Speaking of slowing down, in order to do so, you'll either need to let air-drag slowly slow you down or you'll need to pitch backward to the point that the lift vector starts pulling you backward, i.e. the FPV camera of the quadcopter will to some degree be sticking up into the sky. It's this unsettling feeling of falling backward, or losing view of the horizon, that I avoided in my first two weeks of simulating, that once I embraced and practiced for thirty minutes, gave me control of the speed and altitude of my drone! A frog-leap forward for me! Hence the title of this post is dedicated to this act of trust. Like a child learning to float in the community chlorine tank and having to lean back and relax, I had to learn the pitch back and relax the throttle concept to gain control of my wild-style forward trajectories. You'll bump and balloon at first on your runs back and forth, but it works! (Or at least it did for me.)
Now for Bank and Yaw: The Coordinated Turn
Bank and Yaw are related like ketchup and cucumbers. Independently they make sense, but together...foggle-woggle. Yaw is the merry-go-round. Bank is the teeter-totter. But neither by itself turns the quadcopter in forward flight (note the italics on forward).
Independently, yaw works to turn the potential vector or trajectory of the sUAS, but only the potential vector and only in a perfect hover before a trajectory has been set. If you're reading this, you will have already succeeded, like me, in performing many skidding turns like a Tokyo drifting car by using yaw alone and then pitching in the new direction you want to go. But truth be told, this drifting was the instigator to many of my crashing headaches up until last week when I started applying the concept of a coordinated turn.
Get this, if pitch and power are dedicated to forward speed and altitude control and a quadcopter newbie can separately gain control of the quad’s direction with the other inputs, bank and yaw, they will have in their grasp all the rudiments of drone flying!

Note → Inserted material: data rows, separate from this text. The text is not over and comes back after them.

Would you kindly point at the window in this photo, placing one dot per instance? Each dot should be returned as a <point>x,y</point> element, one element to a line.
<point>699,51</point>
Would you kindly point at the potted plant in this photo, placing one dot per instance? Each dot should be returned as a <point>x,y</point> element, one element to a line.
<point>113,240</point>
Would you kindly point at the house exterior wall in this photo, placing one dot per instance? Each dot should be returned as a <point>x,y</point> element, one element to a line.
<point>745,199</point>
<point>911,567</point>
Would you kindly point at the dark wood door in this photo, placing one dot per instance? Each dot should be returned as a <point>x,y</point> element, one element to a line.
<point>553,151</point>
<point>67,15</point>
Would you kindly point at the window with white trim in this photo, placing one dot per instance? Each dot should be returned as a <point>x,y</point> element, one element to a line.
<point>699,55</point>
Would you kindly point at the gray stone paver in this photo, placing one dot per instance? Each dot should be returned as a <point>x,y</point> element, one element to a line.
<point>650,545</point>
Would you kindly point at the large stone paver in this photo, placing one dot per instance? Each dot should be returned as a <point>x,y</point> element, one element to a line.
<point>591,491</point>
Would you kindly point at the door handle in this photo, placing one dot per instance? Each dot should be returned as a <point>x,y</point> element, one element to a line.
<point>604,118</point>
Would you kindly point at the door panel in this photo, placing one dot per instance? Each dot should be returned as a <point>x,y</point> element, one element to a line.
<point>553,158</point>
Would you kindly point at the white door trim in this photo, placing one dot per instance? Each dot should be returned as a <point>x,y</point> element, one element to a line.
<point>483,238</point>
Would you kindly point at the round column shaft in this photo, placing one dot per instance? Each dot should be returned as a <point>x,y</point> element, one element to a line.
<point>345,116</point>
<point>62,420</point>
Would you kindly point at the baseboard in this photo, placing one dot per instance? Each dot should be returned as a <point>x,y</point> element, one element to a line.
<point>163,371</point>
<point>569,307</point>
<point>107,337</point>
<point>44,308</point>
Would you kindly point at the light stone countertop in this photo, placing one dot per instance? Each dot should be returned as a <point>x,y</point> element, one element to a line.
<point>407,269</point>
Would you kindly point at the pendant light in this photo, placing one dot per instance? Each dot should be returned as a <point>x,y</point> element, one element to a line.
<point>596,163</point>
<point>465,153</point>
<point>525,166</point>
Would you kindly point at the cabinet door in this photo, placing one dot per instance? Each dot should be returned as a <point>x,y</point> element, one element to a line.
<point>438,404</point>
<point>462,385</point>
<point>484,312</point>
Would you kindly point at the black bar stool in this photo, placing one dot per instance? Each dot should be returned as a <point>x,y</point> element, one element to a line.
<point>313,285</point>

GET THIS, if pitch and power are dedicated to forw...okay, reread the last sentence if you want the full effect. Here's the trick:
At Slow Speeds more yaw than bank is needed to maintain a coordinated turn. A coordinated turn is nothing more than the quad not drifting sideways into the turn (a slip) or over-rotating into the turn (a skid).
At High Speeds more bank than yaw is needed to maintain a coordinated turn. (Reread the "A coordinated turn is" sentence above for the full effect ...yada ...yada ...yada.) Try this:
Once you get the hang of the "Pitch Back and Relax" exercise above, set a speed and altitude and then practice coordinating your turn for that speed. It will be a balance of bank and yaw; try banking first and then adding yaw to match. Then change the speed (which will change the turn-radius) and practice setting the new balance of bank and yaw.
A "turn-radius eureka" happens after you have a handle on speed control (pitch and power) and a handle on the coordinated turn (bank and yaw). (And it's not a eureka because you already know it, but here it is anyway):
The slower you go, the sharper you can turn (with a coordinated turn and without losing your forward momentum/speed).
The closer to SR-71 Blackbird speeds you are, the wider your turn will be. In more substratal terminology: if you need to turn more fast...slow down!
Ahh...how relaxing it is when these two aerodynamic relationships are matched up like Romeo and Juliet, and Benedick and Beatrice. Hopefully, my next topics (the aiming point and the twitching-thumbs technique) will prove to be less dramatic.